Les activités académiques se poursuivent dans certaines institutions d’enseignement supérieur de Bukavu, malgré la décision annoncée par le gouvernement congolais de suspendre les activités dans les établissements publics situés dans les zones contrôlées par l’AFC-M23.
À l’Institut supérieur pédagogique de Bukavu (ISP-Bukavu) et à l’Institut supérieur des techniques médicales de Bukavu (ISTM-Bukavu), une double cérémonie de collation des grades académiques et de clôture de l’année académique 2025-2026 a été organisée.
Au cours de cette cérémonie, Herman Nzoma, présenté comme point focal de l’Enseignement supérieur et universitaire (ESU) dans l’espace contrôlé par l’AFC-M23, a appelé les étudiants, les enseignants et les parents à poursuivre les activités académiques.
Il a notamment invité la communauté universitaire de Bukavu et de Goma à ne pas céder à ce qu’il qualifie de « discours fallacieux », estimant que la continuité de la formation de la jeunesse devait rester une priorité.
Cette cérémonie intervient dans un contexte particulièrement tendu pour l’enseignement supérieur dans l’Est de la République démocratique du Congo. Kinshasa a annoncé la suspension des activités académiques dans les établissements publics situés dans les zones affectées par le conflit.
Des cérémonies similaires avaient déjà été rapportées la semaine précédente à l’Université officielle de Bukavu (UOB) et à l’Institut supérieur de développement rural de Bukavu (ISDR-Bukavu), alors que la poursuite des activités universitaires fait l’objet de controverses.
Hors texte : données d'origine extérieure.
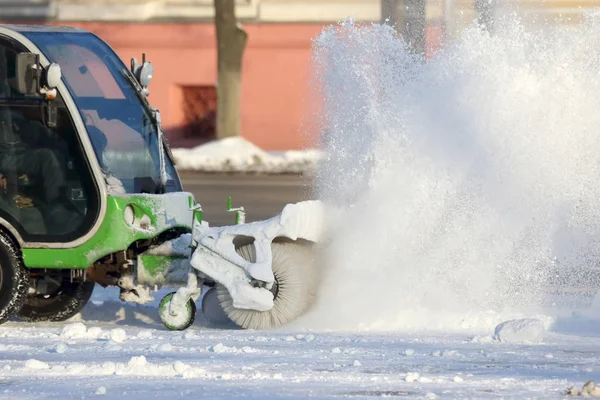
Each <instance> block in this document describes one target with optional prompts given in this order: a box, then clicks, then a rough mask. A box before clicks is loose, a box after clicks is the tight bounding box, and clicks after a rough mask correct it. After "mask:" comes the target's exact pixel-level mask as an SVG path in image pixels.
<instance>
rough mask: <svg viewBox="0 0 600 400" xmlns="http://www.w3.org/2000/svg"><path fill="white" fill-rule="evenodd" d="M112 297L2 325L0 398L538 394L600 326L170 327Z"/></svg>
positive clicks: (100, 299)
mask: <svg viewBox="0 0 600 400" xmlns="http://www.w3.org/2000/svg"><path fill="white" fill-rule="evenodd" d="M165 293H166V292H165ZM116 298H117V295H116V292H115V291H113V290H107V289H101V288H97V289H96V292H95V294H94V297H93V300H92V303H90V304H88V306H87V307H86V309H85V310H84V312H83V315H82V318H83V320H78V319H79V317H75V319H74V320H72V321H69V322H68V323H63V324H38V325H35V324H25V323H18V322H10V323H8V324H5V325H2V326H1V327H0V338H1V339H0V398H2V399H40V398H44V399H74V398H78V399H80V398H96V397H99V398H125V397H126V398H128V399H151V398H152V399H154V398H156V399H159V398H162V399H164V398H214V399H221V398H234V397H244V398H253V399H279V398H285V399H295V398H307V397H309V396H310V397H311V398H357V399H358V398H380V397H397V398H465V397H466V398H519V399H523V398H545V399H547V398H563V396H562V393H563V391H564V390H565V389H566V388H567V387H568V386H571V385H577V386H579V387H581V385H583V383H585V382H586V381H587V380H589V379H598V378H599V376H600V375H599V374H598V371H600V358H599V356H600V335H596V334H594V329H592V330H591V331H589V330H588V332H587V334H585V333H584V335H572V334H569V333H568V332H567V331H566V330H565V327H567V326H569V327H571V328H573V327H575V325H572V324H571V325H565V324H563V325H562V327H561V325H560V324H559V325H557V328H556V329H554V330H555V332H550V333H549V334H548V336H547V337H546V339H545V340H544V342H543V343H542V344H536V345H509V344H501V343H490V342H489V341H488V340H487V339H489V338H485V337H483V339H481V338H480V339H476V340H474V337H476V336H474V335H473V334H472V333H465V334H461V333H454V334H440V333H428V334H407V333H398V334H394V333H380V334H367V333H352V332H347V333H344V332H318V331H317V332H315V331H312V332H311V331H304V330H295V331H290V332H286V331H278V332H256V331H239V330H228V329H216V328H211V327H208V326H207V325H206V323H205V321H204V320H203V318H202V316H201V314H200V313H199V315H198V318H197V320H196V323H195V325H194V326H193V327H192V328H190V329H189V330H187V331H185V332H169V331H166V330H165V329H163V328H162V326H161V325H160V323H159V322H158V319H157V316H156V308H155V307H154V305H151V306H144V307H140V306H138V307H136V306H131V305H123V304H122V303H119V302H117V301H115V299H116ZM158 299H160V296H158ZM582 321H583V320H582ZM584 322H585V321H584ZM588 322H589V321H588ZM596 326H597V325H596ZM580 328H581V326H579V327H575V329H578V330H579V331H581V329H580ZM599 331H600V329H596V330H595V332H596V333H598V332H599ZM558 332H560V333H558ZM487 334H489V332H488V333H487ZM190 396H191V397H190Z"/></svg>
Dans certaines institutions, l’absence de plusieurs enseignants aurait également été constatée. Cette situation intervient alors que le personnel académique évoluant dans les zones concernées fait face à des incertitudes liées à son statut, à la rémunération et à la poursuite de ses fonctions.
Selon des informations rapportées dans le milieu universitaire, certains enseignants et professeurs craindraient notamment d’être considérés comme collaborant avec les autorités de fait qui contrôlent la ville, avec d’éventuelles conséquences sur leur carrière et leur rémunération. Ces informations n’ont toutefois pas été confirmées officiellement.
Au cours de son intervention, Herman Nzoma a par ailleurs affirmé que l’AFC-M23 entendait assurer le paiement des enseignants dont les rémunérations auraient été interrompues à la suite des décisions prises par le gouvernement central.
Il a critiqué la suspension annoncée par Kinshasa, la qualifiant d’« illogique et illégale », et a appelé les étudiants et leurs familles à poursuivre leur parcours académique malgré le contexte politique et sécuritaire.
Il a également encouragé les parents à continuer à inscrire leurs enfants dans les établissements d’enseignement supérieur de Bukavu, citant notamment l’ISP-Bukavu, l’UOB, l’ISDR-Bukavu, l’ISTM-Bukavu, l’Institut supérieur de commerce (ISC-Bukavu) et l’Institut supérieur des arts et métiers (ISAM-Bukavu).
La poursuite des activités académiques dans ces établissements intervient ainsi dans un contexte institutionnel exceptionnel, marqué par le conflit armé et la contestation de l’autorité de Kinshasa dans les zones contrôlées par l’AFC-M23.
Pour les étudiants, leurs familles et le personnel académique, l’enjeu demeure désormais de savoir dans quelles conditions l’enseignement supérieur pourra fonctionner durablement dans ces territoires, alors que les autorités de Kinshasa et les autorités de fait présentes sur le terrain affichent des positions divergentes.